2016-08-07 105 views
0

我使用Python。我有100个zip文件。每个zipfile包含超过100个xmlfiles。使用xmlfiles我创建csvfiles。Python,多处理:如何优化代码?让代码更快?

from xml.etree.ElementTree import fromstring 
import zipfile 
from multiprocessing import Process 

def parse_xml_for_csv1(data, writer1): 
    root = fromstring(data) 
    for node in root.iter('name'): 
     writer1.writerow(node.get('value')) 

def create_csv1(): 
    with open('output1.csv', 'w') as f1: 
     writer1 = csv.writer(f1) 

     for i in range(1, 100): 
      z = zipfile.ZipFile('xml' + str(i) + '.zip') 
      # z.namelist() contains more than 100 xml files 
      for finfo in z.namelist(): 
       data = z.read(finfo) 
       parse_xml_for_csv1(data, writer1) 


def create_csv2(): 
    with open('output2.csv', 'w') as f2: 
     writer2 = csv.writer(f2) 

     for i in range(1, 100): 
      ... 


if __name__ == "__main__": 
    p1 = Process(target=create_csv1) 
    p2 = Process(target=create_csv2) 
    p1.start() 
    p2.start() 
    p1.join() 
    p2.join() 

请告诉我,如何优化我的代码?让代码更快?

+1

每个未压缩的xml文件有多大?你正在写的csvs? – goncalopp

+0

goncalopp,xml文件很小(约10行)。我只需要2个CSV文件。 – Olga

+0

我会使用lxml来完成处理,并尽可能在c级尽可能多地处理它http://lxml.de/FAQ.html#id1 –

回答

2

你只需要用参数定义一个方法。 在给定数量的线程或进程中拆分100个.zip文件的处理。您将添加的进程越多,您将使用的CPU越多,并且可能可以使用多于2个进程,速度会更快(由于某些点的磁盘I/O可能会出现瓶颈)

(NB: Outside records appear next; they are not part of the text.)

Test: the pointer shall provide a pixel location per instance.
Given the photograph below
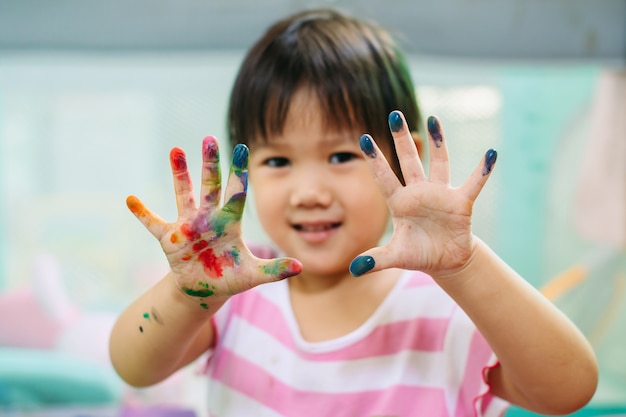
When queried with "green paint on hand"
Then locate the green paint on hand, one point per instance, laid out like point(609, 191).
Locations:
point(198, 293)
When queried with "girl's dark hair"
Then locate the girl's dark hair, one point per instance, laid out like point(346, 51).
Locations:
point(354, 67)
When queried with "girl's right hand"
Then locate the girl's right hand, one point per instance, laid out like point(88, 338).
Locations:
point(204, 247)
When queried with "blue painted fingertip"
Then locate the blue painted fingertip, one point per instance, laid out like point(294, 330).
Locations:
point(395, 121)
point(490, 159)
point(367, 146)
point(434, 128)
point(240, 156)
point(361, 264)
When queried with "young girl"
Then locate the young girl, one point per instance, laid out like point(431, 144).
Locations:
point(432, 323)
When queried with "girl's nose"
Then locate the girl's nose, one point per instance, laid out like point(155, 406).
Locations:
point(311, 190)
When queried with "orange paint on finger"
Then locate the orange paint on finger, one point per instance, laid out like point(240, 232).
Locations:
point(136, 206)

在下面的代码中,我可以更改为4或10个进程,无需复制/粘贴代码。它处理不同的zip文件。

您的代码并行处理两个相同的100个文件:它比没有多处理时更慢!

def create_csv(start_index,step): 
    with open('output{0}.csv'.format(start_index//step), 'w') as f1: 
     writer1 = csv.writer(f1) 

     for i in range(start_index, start_index+step): 
      z = zipfile.ZipFile('xml' + str(i) + '.zip') 
      # z.namelist() contains more than 100 xml files 
      for finfo in z.namelist(): 
       data = z.read(finfo) 
       parse_xml_for_csv1(data, writer1) 



if __name__ == "__main__": 
    nb_files = 100 
    nb_processes = 2 # raise to 4 or 8 depending on your machine 

    step = nb_files//nb_processes 
    lp = [] 
    for start_index in range(1,nb_files,step): 
     p = Process(target=create_csv,args=[start_index,step]) 
     p.start() 
     lp.append(p) 
    for p in lp: 
     p.join()